I have a pipeline that gets data from BigQuery and writes it to GCS, however, if I find any rejects I want to right them to a Bigquery table. I am collecting rejects into a global list variable and later loading the list into BigQuery table. This process works fine in when I run it locally as the pipelines were running in the right order. When I run it using dataflowrunner, it doesn't guarantee the order ( I want pipeline1 to run before pipeline2. Is there a way to have dependent pipelines in Dataflow using python? or Also please suggest if this can be solved in with better approach. Thanks in advance.
with beam.Pipeline(options=PipelineOptions(pipeline_args)) as pipeline1:
data = (pipeline1
| 'get data' >> beam.io.Read(beam.io.BigQuerySource(query=...,use_standard_sql=True))
| 'combine output to list' >> beam.combiners.ToList()
| 'tranform' >> beam.Map(lambda x: somefunction) # Collecting rejects in the except block of this method to a global list variable
....etc
| 'to gcs' >> beam.io.WriteToText(output)
)
# Loading the rejects gathered in the above pipeline to Biquery
with beam.Pipeline(options=PipelineOptions(pipeline_args)) as pipeline2:
rejects = (pipeline2
| 'create pipeline' >> beam.Create(reject_list)

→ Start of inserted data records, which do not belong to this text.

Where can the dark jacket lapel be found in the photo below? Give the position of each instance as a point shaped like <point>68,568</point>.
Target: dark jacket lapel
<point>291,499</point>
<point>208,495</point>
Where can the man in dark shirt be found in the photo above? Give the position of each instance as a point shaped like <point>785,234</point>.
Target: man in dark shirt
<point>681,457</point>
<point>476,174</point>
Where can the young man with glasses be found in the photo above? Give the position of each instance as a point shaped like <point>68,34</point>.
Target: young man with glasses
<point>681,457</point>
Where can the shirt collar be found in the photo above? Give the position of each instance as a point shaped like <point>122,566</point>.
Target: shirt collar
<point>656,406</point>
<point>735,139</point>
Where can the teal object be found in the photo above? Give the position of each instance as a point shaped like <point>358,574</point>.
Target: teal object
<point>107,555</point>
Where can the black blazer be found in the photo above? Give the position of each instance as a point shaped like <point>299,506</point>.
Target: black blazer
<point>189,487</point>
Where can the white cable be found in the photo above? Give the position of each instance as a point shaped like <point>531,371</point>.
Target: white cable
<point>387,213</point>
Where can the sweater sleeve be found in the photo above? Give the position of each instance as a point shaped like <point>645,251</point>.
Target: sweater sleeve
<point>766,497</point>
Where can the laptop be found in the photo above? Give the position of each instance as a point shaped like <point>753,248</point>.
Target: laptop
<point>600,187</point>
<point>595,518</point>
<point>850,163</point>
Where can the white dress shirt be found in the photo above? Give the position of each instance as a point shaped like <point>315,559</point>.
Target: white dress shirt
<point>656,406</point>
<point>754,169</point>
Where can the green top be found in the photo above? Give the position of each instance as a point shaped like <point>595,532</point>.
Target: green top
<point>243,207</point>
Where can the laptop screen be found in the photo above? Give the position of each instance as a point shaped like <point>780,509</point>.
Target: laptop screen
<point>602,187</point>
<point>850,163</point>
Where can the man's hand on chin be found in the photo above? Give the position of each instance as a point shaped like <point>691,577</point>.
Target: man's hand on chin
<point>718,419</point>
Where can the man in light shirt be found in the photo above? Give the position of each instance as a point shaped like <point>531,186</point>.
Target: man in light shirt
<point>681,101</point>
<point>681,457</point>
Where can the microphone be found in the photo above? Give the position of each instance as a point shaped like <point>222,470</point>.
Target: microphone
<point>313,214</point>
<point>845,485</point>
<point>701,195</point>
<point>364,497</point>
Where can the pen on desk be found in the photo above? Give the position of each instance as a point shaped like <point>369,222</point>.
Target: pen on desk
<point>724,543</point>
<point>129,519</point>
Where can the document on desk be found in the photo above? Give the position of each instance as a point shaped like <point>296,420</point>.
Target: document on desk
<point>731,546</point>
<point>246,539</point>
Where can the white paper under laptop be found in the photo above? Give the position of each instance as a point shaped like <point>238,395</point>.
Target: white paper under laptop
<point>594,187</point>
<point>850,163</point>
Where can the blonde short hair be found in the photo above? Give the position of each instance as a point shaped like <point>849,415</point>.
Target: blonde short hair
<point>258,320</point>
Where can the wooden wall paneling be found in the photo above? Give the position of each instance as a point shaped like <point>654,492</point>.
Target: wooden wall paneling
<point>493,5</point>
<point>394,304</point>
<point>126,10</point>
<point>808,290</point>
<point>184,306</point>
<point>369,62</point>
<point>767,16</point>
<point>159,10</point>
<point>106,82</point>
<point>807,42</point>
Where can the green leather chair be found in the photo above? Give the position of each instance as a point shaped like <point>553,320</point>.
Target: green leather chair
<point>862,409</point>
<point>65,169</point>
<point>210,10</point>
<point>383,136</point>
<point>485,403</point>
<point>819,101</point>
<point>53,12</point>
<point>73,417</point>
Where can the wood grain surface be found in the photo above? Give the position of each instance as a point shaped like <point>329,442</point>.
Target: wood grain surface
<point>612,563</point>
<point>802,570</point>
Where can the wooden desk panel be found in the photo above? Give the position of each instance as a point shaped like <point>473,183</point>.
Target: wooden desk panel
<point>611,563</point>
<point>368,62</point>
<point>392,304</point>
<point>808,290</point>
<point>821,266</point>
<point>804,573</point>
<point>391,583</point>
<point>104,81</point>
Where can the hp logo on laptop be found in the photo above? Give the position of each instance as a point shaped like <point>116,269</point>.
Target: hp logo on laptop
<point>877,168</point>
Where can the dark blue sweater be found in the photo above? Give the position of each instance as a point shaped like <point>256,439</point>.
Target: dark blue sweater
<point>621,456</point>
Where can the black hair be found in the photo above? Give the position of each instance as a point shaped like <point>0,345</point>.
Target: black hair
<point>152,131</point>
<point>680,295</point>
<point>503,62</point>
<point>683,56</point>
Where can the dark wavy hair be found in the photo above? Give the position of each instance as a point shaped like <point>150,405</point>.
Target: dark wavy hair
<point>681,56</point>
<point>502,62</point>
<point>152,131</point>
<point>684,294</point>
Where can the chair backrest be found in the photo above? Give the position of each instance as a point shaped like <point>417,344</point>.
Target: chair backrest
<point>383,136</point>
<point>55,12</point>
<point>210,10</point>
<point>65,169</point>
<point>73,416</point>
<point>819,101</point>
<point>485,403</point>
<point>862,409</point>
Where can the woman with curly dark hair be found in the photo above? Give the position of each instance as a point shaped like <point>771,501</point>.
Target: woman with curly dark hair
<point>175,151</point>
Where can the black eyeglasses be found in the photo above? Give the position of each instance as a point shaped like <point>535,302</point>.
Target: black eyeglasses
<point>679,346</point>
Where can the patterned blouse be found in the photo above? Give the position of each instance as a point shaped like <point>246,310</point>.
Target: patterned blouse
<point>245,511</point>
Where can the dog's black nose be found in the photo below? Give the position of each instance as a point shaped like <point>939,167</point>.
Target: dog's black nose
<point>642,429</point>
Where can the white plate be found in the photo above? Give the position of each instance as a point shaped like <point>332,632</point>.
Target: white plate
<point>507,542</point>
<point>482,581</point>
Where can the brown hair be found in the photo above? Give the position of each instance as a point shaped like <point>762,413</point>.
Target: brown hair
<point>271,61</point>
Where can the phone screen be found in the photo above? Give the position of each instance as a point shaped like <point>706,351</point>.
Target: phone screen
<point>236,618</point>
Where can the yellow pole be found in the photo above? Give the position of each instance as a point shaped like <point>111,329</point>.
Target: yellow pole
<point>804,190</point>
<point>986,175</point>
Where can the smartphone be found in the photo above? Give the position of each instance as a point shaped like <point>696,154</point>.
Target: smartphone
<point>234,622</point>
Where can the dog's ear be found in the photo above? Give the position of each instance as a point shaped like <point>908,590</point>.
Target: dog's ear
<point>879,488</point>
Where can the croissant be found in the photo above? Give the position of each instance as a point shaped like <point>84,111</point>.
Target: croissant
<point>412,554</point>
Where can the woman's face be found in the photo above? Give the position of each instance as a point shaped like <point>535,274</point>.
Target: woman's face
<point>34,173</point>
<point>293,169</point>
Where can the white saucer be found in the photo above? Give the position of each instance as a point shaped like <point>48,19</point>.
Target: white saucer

| 'to json format' >> beam.Map(lambda data: {.....})
| 'to bq' >> beam.io.WriteToBigQuery(....)
)
You can do something like that, but with only 1 pipeline, and some additional code in the transformation.
The beam.Map(lambda x: somefunction)
should have two outputs: the one that is written to GCS, and the rejected elements that will be eventually written to BigQuery.
For that, your transform function would have to return a TaggedOutput
.
There is an example in the Beam Programming Guide: https://beam.apache.org/documentation/programming-guide/#multiple-outputs-dofn
The second PCollection
, you can then write to BigQuery.
You don't need to have a Create
in this second branch of the pipeline.
The pipeline would be something like this:
with beam.Pipeline(options=PipelineOptions(pipeline_args)) as pipeline1:
data = (pipeline1
| 'get data' >> beam.io.Read(beam.io.BigQuerySource(query=...,use_standard_sql=True))
| 'combine output to list' >> beam.combiners.ToList()
| 'tranform' >> beam.Map(transform) # Tagged output produced here
pcoll_to_gcs = data.gcs_output
pcoll_to_bq = data.rejected
pcoll_to_gcs | "to gcs" >> beam.io.WriteToText(output)
pcoll_to_bq | "to bq" >> beam.io.WriteToBigQuery(....)
Then the transform
function would be something like this
def transform(element):
if something_is_wrong_with_element:
yield pvalue.TaggedOutput('rejected', element)
transformed_element = ....
yield pvalue.TaggedOutput('gcs_output', transformed_element)